O mercado global de cuidados com a pele já ultrapassou US$ 100 bilhões e entra em uma nova fase de transformação. De acordo com análise da Mintel, a próxima onda de inovação será impulsionada por três pilares: ativos inspirados em procedimentos estéticos, sistemas de entrega cada vez mais sofisticados e a incorporação da ciência da longevidade ao desenvolvimento de produtos.
Segundo o estudo, o comportamento do consumidor tem acelerado essa mudança. Mais informados sobre biologia da pele e mais criteriosos em relação às promessas das marcas, os consumidores passaram a exigir evidências científicas, resultados mensuráveis e produtos capazes de entregar benefícios comparáveis aos obtidos em tratamentos profissionais.
Ativos inspirados em clínicas chegam ao skincare diário
Entre as principais tendências destacadas pela Mintel está a migração de ingredientes antes restritos ao ambiente clínico para formulações de uso doméstico. O PDRN (polidesoxirribonucleotídeo), conhecido por seu uso em tratamentos regenerativos como o Rejuran, é apontado como um dos ativos que mais crescem na categoria desde 2024.
Outro destaque são as tecnologias inspiradas em exossomos, utilizadas inicialmente na recuperação pós-procedimentos estéticos e agora incorporadas a produtos tópicos para auxiliar no reparo da pele, fortalecimento da barreira cutânea e regeneração celular. Segundo o relatório, essa convergência entre estética profissional e skincare cotidiano eleva as expectativas dos consumidores em relação à eficácia dos produtos.
Sistemas de entrega se tornam diferencial competitivo
Para a Mintel, o diferencial competitivo deixou de estar apenas na escolha dos ingredientes. A forma como esses ativos são entregues à pele passa a exercer papel decisivo na percepção de eficácia e na premiumização dos produtos.

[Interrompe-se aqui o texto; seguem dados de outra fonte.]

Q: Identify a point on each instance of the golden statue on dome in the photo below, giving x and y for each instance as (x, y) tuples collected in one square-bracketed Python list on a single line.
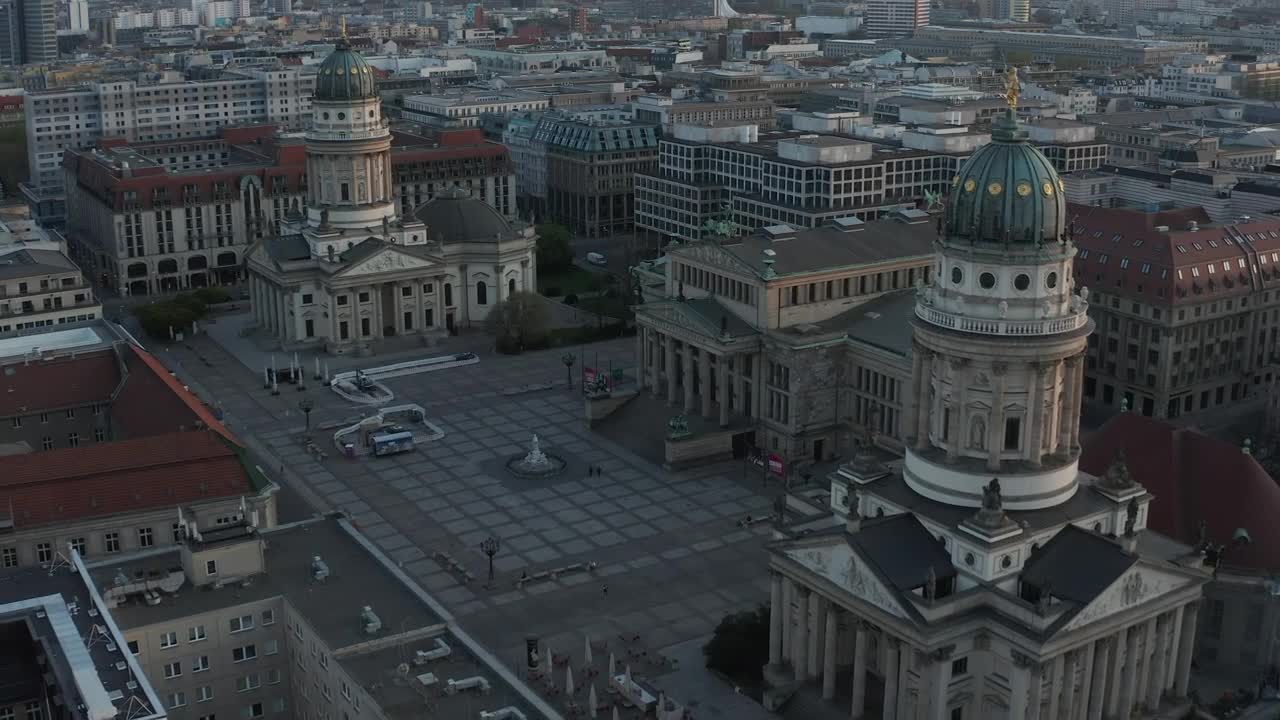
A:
[(1013, 90)]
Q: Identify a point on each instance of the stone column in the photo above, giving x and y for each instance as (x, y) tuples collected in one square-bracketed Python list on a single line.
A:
[(640, 368), (1156, 683), (996, 422), (816, 636), (1148, 650), (828, 652), (859, 702), (1082, 706), (923, 400), (1185, 647), (688, 377), (892, 659), (704, 381), (1097, 696), (1130, 670), (670, 343), (1037, 413), (776, 618), (1036, 678), (1055, 686), (1077, 367), (1019, 686), (800, 657)]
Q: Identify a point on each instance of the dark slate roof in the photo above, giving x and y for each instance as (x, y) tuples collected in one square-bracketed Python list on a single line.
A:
[(289, 247), (1194, 478), (885, 322), (1077, 565), (903, 550), (344, 74), (460, 218)]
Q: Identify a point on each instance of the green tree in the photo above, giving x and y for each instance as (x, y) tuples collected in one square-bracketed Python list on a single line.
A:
[(740, 646), (553, 250), (519, 323)]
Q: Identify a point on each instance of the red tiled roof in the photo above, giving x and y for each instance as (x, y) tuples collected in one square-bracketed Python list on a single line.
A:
[(128, 475), (1194, 478), (1159, 258), (155, 402), (63, 382)]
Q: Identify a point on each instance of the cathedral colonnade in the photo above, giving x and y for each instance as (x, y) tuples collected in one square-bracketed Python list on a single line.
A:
[(1124, 673), (695, 377)]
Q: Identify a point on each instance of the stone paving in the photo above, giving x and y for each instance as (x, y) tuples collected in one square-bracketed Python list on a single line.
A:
[(670, 557)]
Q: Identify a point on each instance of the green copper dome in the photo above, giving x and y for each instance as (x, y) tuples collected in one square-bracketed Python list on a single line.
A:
[(344, 76), (1008, 191)]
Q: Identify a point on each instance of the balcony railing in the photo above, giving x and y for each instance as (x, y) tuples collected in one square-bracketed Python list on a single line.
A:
[(996, 327)]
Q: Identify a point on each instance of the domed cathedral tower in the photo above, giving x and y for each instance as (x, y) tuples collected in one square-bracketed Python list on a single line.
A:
[(348, 146), (1000, 337)]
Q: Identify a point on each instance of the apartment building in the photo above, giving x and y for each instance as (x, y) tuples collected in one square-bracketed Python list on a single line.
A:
[(160, 217), (805, 181), (42, 288), (83, 415), (592, 169), (164, 109), (1187, 311), (305, 621)]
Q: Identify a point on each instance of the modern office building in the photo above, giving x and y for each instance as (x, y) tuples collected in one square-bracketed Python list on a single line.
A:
[(167, 109), (895, 18)]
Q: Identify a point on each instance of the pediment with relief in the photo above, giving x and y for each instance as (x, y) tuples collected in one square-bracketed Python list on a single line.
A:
[(842, 566), (385, 261), (1134, 587)]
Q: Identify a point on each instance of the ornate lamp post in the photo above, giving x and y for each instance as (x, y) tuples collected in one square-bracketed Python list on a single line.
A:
[(567, 359), (489, 546), (307, 405)]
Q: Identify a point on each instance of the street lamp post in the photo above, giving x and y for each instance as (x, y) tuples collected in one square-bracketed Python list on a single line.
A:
[(307, 405), (567, 359), (489, 546)]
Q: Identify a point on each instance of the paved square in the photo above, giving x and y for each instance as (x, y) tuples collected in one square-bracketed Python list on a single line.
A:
[(670, 556)]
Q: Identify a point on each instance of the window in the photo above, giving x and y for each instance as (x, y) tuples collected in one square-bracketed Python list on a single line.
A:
[(246, 683), (1013, 433), (242, 654)]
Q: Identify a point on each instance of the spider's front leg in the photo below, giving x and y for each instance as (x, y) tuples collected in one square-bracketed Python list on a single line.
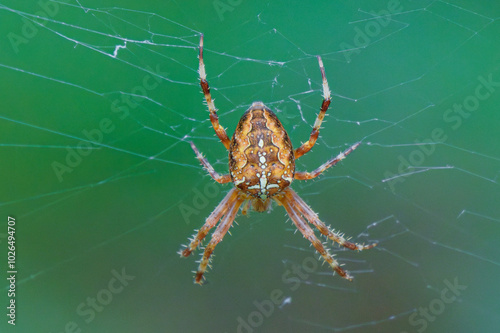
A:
[(222, 179), (306, 146), (214, 118)]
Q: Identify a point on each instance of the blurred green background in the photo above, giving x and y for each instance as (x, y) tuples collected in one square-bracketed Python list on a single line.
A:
[(100, 99)]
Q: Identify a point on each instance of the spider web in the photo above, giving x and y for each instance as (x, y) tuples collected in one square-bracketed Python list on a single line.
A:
[(101, 100)]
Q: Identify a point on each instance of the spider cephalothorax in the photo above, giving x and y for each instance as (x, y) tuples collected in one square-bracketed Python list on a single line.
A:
[(262, 167)]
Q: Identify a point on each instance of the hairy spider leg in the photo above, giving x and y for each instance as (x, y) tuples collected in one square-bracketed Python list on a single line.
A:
[(304, 175), (214, 118), (222, 179), (217, 236), (308, 233), (313, 218), (223, 207), (306, 146)]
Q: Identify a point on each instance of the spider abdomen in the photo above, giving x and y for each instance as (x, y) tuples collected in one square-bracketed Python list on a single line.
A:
[(261, 160)]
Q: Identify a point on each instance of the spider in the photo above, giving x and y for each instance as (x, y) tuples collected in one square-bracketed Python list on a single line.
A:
[(262, 167)]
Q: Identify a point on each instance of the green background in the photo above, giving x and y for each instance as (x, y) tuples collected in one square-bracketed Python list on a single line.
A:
[(424, 183)]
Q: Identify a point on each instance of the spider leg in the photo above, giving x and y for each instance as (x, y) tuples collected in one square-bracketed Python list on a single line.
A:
[(214, 118), (211, 221), (222, 179), (308, 233), (313, 218), (306, 146), (303, 175), (217, 236)]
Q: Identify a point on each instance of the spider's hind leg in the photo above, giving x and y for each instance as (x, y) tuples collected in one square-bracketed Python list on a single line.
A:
[(211, 221), (308, 233), (313, 218), (217, 236)]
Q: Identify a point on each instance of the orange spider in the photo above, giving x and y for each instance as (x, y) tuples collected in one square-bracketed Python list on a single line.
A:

O estudo destaca que tecnologias como microagulhas dissolvíveis, espículas, sistemas de encapsulamento e outras soluções de liberação direcionada vêm ganhando espaço por aumentar a penetração dos ativos em camadas específicas da pele. Dados analisados pela consultoria mostram crescimento contínuo de lançamentos que utilizam microagulhas em produtos para rosto e pescoço, refletindo a busca por soluções que aproximam cosméticos dos dispositivos dermatológicos.

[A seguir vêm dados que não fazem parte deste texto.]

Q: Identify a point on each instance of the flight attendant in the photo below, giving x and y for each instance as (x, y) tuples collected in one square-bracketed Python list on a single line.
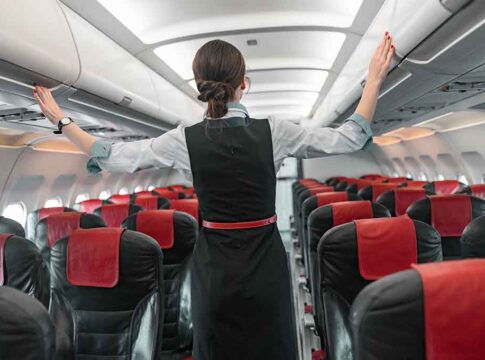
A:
[(241, 299)]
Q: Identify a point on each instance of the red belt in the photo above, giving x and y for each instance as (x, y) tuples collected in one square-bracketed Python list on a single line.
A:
[(239, 225)]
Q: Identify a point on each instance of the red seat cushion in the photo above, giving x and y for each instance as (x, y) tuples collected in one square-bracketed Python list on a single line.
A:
[(344, 212), (93, 257), (454, 294), (158, 224), (450, 214), (385, 246)]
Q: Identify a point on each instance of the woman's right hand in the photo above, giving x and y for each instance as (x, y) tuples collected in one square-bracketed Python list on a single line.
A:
[(48, 104)]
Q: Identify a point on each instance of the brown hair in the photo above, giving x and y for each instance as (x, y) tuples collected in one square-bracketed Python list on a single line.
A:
[(219, 69)]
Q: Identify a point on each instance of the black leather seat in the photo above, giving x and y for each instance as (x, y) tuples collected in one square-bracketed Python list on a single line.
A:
[(39, 214), (106, 295), (56, 226), (352, 255), (114, 214), (23, 267), (444, 187), (319, 222), (9, 226), (449, 215), (398, 200), (176, 233), (26, 331), (414, 314)]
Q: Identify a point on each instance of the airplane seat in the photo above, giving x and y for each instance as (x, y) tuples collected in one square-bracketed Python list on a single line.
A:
[(114, 214), (106, 295), (312, 203), (353, 255), (26, 330), (150, 202), (444, 187), (398, 200), (23, 268), (449, 215), (35, 216), (473, 239), (56, 226), (176, 233), (320, 221), (412, 314), (90, 205), (9, 226), (372, 192)]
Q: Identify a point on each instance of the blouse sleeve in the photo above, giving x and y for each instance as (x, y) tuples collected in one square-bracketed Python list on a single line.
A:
[(293, 140), (166, 151)]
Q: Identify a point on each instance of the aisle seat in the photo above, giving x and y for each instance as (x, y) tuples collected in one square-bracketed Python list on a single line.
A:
[(106, 296), (9, 226), (114, 214), (26, 330), (353, 255), (449, 215), (23, 268), (398, 200), (322, 220), (434, 311), (176, 233)]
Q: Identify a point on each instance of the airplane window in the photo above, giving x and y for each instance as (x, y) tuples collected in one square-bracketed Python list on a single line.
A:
[(54, 202), (16, 211), (81, 197), (103, 195)]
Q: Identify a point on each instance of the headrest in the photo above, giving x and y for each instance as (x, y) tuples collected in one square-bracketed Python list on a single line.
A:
[(404, 197), (120, 199), (189, 206), (478, 190), (60, 225), (385, 246), (450, 214), (114, 214), (93, 257), (3, 240), (454, 294), (331, 197), (344, 212), (158, 224), (446, 187)]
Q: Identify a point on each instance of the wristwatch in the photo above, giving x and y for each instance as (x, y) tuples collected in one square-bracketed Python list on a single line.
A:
[(63, 122)]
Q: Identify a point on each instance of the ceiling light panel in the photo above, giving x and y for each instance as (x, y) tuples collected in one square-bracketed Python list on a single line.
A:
[(154, 21), (275, 50)]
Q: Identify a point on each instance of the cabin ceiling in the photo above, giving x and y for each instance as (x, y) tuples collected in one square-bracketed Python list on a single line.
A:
[(294, 49)]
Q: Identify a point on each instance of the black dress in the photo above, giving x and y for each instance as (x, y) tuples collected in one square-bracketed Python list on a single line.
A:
[(241, 298)]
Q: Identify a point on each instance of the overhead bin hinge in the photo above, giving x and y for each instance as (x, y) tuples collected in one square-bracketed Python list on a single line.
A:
[(454, 5)]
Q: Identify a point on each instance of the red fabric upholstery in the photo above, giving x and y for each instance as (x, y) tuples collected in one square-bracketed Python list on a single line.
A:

Além disso, consumidores demonstram maior preocupação com a segurança das formulações. Nos Estados Unidos, três em cada quatro pessoas afirmam que as marcas deveriam apresentar mais evidências científicas para sustentar suas alegações, enquanto na China mais de 80% das mulheres acreditam que concentrações excessivas de ativos podem causar danos à pele.

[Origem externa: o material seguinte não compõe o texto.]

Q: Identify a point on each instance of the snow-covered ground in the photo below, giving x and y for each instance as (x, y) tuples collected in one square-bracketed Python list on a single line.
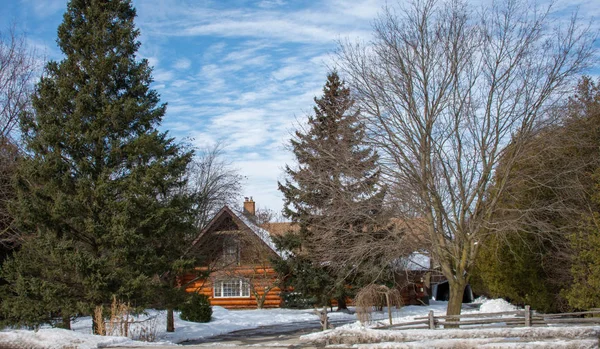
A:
[(223, 321), (226, 321)]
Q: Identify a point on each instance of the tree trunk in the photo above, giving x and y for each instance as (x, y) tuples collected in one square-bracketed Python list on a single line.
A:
[(66, 322), (457, 289), (170, 320), (98, 321), (342, 303)]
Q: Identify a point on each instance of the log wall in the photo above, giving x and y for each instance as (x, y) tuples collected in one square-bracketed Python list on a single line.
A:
[(257, 276)]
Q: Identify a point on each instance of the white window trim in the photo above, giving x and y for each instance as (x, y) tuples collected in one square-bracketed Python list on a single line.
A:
[(219, 285)]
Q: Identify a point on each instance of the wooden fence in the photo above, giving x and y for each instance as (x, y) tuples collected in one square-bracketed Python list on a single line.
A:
[(525, 317)]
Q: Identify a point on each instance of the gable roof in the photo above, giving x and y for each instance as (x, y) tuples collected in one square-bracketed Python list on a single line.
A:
[(242, 221)]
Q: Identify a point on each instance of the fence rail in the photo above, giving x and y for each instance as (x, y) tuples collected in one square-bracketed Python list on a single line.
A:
[(525, 317)]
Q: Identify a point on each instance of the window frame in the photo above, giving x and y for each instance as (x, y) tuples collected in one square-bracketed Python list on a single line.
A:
[(219, 285)]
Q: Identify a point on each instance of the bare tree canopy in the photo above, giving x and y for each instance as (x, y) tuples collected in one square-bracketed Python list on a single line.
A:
[(17, 67), (445, 89), (213, 181)]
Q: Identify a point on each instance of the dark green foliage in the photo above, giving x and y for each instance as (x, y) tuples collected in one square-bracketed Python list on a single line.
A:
[(332, 192), (196, 308), (513, 268), (100, 189)]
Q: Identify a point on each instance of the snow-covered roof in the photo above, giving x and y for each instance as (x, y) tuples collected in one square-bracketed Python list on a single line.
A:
[(416, 261), (260, 232)]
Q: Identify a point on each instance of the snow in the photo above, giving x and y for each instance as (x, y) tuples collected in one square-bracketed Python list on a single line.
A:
[(223, 321), (226, 321), (495, 305), (261, 233), (358, 334)]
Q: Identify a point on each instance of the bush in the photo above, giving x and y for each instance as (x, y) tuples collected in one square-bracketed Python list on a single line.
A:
[(196, 308), (296, 300)]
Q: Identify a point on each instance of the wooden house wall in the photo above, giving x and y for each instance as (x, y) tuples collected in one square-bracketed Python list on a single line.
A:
[(267, 277)]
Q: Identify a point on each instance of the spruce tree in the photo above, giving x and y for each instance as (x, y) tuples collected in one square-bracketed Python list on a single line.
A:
[(333, 194), (100, 183)]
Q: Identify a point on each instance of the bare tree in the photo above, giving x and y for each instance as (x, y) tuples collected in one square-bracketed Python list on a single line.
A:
[(445, 89), (214, 182), (17, 69)]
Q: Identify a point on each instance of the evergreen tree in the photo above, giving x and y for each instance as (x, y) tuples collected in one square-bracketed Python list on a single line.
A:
[(101, 189), (331, 195)]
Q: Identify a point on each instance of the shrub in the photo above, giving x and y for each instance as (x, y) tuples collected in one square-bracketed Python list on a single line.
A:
[(196, 308)]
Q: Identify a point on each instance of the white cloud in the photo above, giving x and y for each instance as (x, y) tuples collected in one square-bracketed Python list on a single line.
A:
[(44, 8), (182, 64)]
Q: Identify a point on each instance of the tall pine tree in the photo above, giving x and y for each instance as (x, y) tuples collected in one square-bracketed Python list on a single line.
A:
[(99, 189), (333, 195)]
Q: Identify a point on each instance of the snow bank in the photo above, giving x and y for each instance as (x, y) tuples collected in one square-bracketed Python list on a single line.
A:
[(60, 339), (548, 335), (494, 305)]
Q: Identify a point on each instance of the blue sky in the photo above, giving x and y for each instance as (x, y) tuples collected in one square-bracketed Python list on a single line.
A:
[(236, 71)]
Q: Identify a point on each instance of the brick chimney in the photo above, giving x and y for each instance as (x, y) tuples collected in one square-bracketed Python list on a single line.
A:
[(249, 206)]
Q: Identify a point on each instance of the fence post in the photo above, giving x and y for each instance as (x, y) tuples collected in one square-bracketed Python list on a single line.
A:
[(431, 320), (527, 315)]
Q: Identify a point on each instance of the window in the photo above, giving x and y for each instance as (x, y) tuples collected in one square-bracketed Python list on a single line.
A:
[(231, 250), (231, 288)]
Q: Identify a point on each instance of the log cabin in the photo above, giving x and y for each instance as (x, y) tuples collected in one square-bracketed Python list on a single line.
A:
[(235, 270)]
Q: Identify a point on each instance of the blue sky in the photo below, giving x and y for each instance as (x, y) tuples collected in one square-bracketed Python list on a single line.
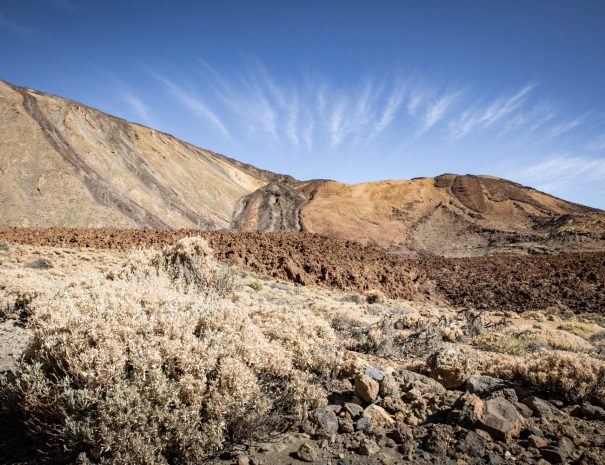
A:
[(348, 90)]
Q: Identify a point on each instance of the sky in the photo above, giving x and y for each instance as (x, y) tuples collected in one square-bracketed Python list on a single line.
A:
[(350, 90)]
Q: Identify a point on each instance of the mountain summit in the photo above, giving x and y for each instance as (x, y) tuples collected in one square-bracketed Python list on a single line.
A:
[(63, 163)]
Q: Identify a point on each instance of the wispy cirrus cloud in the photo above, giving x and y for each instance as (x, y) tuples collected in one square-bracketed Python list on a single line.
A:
[(295, 114), (597, 144), (556, 172), (190, 99), (566, 126), (484, 116), (137, 106)]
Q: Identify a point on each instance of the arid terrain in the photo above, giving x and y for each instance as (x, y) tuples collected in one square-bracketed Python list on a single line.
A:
[(65, 164), (164, 304), (270, 360)]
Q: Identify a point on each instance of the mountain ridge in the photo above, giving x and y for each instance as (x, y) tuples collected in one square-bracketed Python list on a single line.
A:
[(63, 163)]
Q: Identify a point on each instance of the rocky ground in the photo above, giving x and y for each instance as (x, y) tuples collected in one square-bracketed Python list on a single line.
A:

Longevidade amplia o conceito de antienvelhecimento
O terceiro movimento identificado pela Mintel é a incorporação da ciência da longevidade ao skincare. Em vez de focar apenas na correção de rugas e outros sinais visíveis, as marcas passam a desenvolver soluções voltadas à manutenção da saúde da pele em nível celular.
Nesse contexto, processos biológicos como função mitocondrial, metabolismo celular, controle da inflamação, senescência e proteínas associadas à longevidade, como as sirtuínas, tornam-se protagonistas das novas pesquisas e narrativas de inovação.
O relatório destaca que o conhecimento do consumidor sobre esses mecanismos também cresce. Na Coreia do Sul, 44% das mulheres associam longevidade à reversão dos sinais de envelhecimento por meio da formação de colágeno. Já na China, mais de um terço acredita que tecnologias direcionadas às mitocôndrias aumentam a eficácia dos cosméticos. Nos Estados Unidos, 65% dos consumidores afirmam adotar uma abordagem preventiva para preservar a saúde da pele, como o uso diário de protetor solar.
Marcas precisam transformar ciência em experiência
Na avaliação da Mintel, a próxima geração de produtos exigirá mais do que ingredientes inovadores. As marcas precisarão tornar a credibilidade científica perceptível por meio de experiências sensoriais, elementos visuais e tecnologias de aplicação que facilitem a compreensão dos benefícios pelo consumidor.
Exemplos citados no estudo incluem produtos que utilizam cores, texturas e formatos para reforçar a narrativa científica, além de sistemas de entrega que tornam a eficácia visível durante o uso, contribuindo para fortalecer a confiança na formulação.
Para a consultoria, as empresas que liderarem a próxima fase do mercado serão aquelas capazes de integrar ativos de nível clínico, tecnologias avançadas de entrega e biologia da longevidade em uma proposta única de valor. Em um cenário em que os consumidores exigem provas em vez de promessas, a eficácia demonstrável e a comunicação baseada em ciência tendem a se consolidar como os principais diferenciais competitivos do skincare nos próximos anos.